PENN CIS 625, SPRING 2016: COMPUTATIONAL LEARNING THEORY

Prof. Michael Kearns
mkearns@cis.upenn.edu

Time: Mondays 12-3 PM
Location: 307 Levine

IMPORTANT NOTE: The first course meeting will be on Weds Jan 13 from 12-3, and held in Greenberg Lounge of Skirkanich Hall.

URL for this page:
www.cis.upenn.edu/~mkearns/teaching/COLT

Previous incarnations of this course:
www.cis.upenn.edu/~mkearns/teaching/COLT/colt15.html (with Grigory Yaroslavtsev)
www.cis.upenn.edu/~mkearns/teaching/COLT/colt12.html (with Jake Abernethy)
www.cis.upenn.edu/~mkearns/teaching/COLT/colt08.html (with Koby Crammer)


COURSE DESCRIPTION

This course is an introduction to Computational Learning Theory, a field which attempts to provide algorithmic, complexity-theoretic and probabilistic foundations to modern machine learning and related topics.

The first part of the course will closely follow portions of An Introduction to Computational Learning Theory, by M. Kearns and U. Vazirani (MIT Press). We will cover perhaps 6 or 7 of the chapters in K&V over (approximately) the first half of the course, often supplementing with additional readings and materials. Copies of K&V will be available at the Penn bookstore. The second portion of the course will focus on a number of models and topics in learning theory and related areas not covered in K&V.

The course will give a broad overview of the kinds of problems and techniques typically studied in Computational Learning Theory, and provide a basic arsenal of powerful mathematical tools for analyzing machine learning problems.

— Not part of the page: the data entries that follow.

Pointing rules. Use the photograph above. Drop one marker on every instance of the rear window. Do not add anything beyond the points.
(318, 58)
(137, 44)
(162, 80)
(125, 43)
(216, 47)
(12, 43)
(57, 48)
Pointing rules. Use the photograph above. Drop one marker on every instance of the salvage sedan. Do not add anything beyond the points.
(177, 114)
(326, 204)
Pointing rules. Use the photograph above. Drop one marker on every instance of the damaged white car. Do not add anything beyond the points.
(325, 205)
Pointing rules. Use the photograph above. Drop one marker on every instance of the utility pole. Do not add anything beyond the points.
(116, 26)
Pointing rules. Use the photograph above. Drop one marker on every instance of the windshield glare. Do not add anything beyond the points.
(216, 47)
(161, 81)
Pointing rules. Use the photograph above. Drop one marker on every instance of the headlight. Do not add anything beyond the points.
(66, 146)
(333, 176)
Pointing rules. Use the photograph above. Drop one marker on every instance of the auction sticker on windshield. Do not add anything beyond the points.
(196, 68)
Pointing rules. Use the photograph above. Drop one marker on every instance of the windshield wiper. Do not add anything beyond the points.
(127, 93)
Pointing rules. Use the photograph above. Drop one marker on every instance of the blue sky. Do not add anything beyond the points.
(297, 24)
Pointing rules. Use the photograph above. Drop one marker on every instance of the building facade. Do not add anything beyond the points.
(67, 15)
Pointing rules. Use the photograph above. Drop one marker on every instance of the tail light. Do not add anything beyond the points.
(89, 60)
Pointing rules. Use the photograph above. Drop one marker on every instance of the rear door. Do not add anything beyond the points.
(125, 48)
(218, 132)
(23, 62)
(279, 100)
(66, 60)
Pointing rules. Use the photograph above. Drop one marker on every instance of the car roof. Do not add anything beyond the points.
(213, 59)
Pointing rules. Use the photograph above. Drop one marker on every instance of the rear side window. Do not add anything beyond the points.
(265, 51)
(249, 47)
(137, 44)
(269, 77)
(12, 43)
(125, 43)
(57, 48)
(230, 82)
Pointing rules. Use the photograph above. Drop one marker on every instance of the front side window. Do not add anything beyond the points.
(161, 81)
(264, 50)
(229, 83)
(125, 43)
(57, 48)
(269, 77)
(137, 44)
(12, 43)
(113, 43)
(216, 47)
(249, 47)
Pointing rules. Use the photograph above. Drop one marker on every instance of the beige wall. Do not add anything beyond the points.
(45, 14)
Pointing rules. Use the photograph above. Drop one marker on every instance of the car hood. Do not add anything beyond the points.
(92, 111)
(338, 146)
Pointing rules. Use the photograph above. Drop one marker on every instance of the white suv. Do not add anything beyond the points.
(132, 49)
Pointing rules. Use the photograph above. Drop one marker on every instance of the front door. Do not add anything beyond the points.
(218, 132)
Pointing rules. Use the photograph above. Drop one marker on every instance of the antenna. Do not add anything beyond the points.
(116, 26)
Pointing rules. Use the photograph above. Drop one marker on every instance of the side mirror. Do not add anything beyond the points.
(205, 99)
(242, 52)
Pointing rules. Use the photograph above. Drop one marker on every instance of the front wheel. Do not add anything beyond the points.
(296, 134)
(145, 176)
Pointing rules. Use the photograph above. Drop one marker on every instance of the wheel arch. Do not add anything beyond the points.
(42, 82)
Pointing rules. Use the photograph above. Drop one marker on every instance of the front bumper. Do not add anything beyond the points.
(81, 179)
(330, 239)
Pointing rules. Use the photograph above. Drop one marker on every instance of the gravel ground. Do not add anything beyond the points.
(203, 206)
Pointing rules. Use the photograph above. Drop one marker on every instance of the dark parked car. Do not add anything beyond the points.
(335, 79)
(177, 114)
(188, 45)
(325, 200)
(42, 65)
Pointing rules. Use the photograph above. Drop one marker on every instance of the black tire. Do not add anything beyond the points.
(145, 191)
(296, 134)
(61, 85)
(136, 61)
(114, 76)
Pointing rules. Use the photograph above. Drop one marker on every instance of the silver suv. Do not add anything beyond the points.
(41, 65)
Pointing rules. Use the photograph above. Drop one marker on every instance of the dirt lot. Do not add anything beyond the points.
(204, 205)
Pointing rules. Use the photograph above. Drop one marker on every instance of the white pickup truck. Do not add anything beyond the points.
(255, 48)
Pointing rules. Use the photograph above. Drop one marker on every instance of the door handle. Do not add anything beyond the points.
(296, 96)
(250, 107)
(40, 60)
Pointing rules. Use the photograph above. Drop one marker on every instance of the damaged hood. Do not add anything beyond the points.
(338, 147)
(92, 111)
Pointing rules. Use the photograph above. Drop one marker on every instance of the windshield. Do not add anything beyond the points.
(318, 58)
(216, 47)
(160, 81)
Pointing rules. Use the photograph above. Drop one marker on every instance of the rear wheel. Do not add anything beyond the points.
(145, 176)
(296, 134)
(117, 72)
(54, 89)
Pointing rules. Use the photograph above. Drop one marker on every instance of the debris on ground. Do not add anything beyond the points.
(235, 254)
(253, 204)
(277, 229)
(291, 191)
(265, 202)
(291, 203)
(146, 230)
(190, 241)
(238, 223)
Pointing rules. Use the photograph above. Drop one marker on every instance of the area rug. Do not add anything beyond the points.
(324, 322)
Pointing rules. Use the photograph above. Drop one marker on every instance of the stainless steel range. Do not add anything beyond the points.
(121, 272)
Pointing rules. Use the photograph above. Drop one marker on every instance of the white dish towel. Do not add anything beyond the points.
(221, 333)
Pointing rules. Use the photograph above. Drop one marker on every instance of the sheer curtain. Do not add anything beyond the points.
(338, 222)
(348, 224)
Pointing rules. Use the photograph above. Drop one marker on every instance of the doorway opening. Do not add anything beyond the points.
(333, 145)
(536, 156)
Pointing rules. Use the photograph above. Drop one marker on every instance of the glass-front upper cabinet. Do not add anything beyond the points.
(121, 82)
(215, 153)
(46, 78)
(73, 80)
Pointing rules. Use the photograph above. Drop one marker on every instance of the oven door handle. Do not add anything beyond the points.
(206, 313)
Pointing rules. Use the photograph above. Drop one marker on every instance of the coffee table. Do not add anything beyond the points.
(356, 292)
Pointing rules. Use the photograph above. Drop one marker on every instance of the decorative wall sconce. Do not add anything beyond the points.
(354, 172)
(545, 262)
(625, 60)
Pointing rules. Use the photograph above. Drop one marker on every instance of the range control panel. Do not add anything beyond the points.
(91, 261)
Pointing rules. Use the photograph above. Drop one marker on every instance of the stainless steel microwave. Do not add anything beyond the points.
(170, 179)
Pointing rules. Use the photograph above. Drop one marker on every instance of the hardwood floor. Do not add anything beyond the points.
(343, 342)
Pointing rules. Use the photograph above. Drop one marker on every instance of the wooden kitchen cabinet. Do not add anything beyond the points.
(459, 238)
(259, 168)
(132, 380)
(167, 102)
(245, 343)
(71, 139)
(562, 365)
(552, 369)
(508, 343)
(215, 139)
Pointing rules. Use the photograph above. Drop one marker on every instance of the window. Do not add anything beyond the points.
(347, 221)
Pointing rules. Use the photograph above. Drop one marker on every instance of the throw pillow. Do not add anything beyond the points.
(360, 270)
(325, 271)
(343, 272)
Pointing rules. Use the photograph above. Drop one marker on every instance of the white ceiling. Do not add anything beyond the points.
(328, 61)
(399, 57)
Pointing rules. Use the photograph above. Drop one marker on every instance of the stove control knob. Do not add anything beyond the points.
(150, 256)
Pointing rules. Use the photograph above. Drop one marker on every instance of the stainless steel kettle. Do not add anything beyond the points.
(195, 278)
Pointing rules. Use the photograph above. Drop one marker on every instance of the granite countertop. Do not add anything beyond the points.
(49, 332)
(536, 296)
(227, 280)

Topics likely to be covered include:

  • Basics of the Probably Approximately Correct (PAC) Learning Model
  • Occam's Razor, Compression and Learning
  • Uniform Convergence and the Vapnik-Chervonenkis Dimension
  • Learning in the Presence of Noise and Statistical Query Learning
  • Learning and Cryptography
  • Query Models
  • Boosting
  • Online and No-Regret Learning
  • Discrete Fourier Methods in Learning
  • Agnostic Learning
  • Property Testing and Learning

    Additional topics we may also cover include:

  • Active Learning
  • Learning Theory and Algorithmic Mechanism Design
  • Learning Theory and Differential Privacy
  • Learning Theory and Computational Models of Evolution
  • PAC-style Analyses in Reinforcement Learning
  • PAC-style Analyses in Probabilistic Inference


    COURSE FORMAT, REQUIREMENTS, AND PREREQUISITES

    Much of the course will be in fairly traditional "chalk talk" lecture format, but with ample opportunity for discussion, participation, and critique. The course will meet once a week on Mondays from 12 to 3 (but see note above about the first meeting). Lunch will be served.

    The course will involve advanced mathematical material and will cover formal proofs in detail, and will be taught at the doctoral level. While there are no specific formal prerequisites, background or courses in algorithms, complexity theory, discrete math, combinatorics, probability theory and statistics will prove helpful, as will "mathematical maturity" in general. We will be examining detailed proofs throughout the course. If you have questions about the desired background, please ask. Auditors and occasional participants are welcome.

    The course requirements for registered students will be some to-be-determined mixture of active in-class participation, problem sets, possibly leading a class discussion, and a final project. The final projects can range from actual research work, to a literature survey, to solving some additional problems.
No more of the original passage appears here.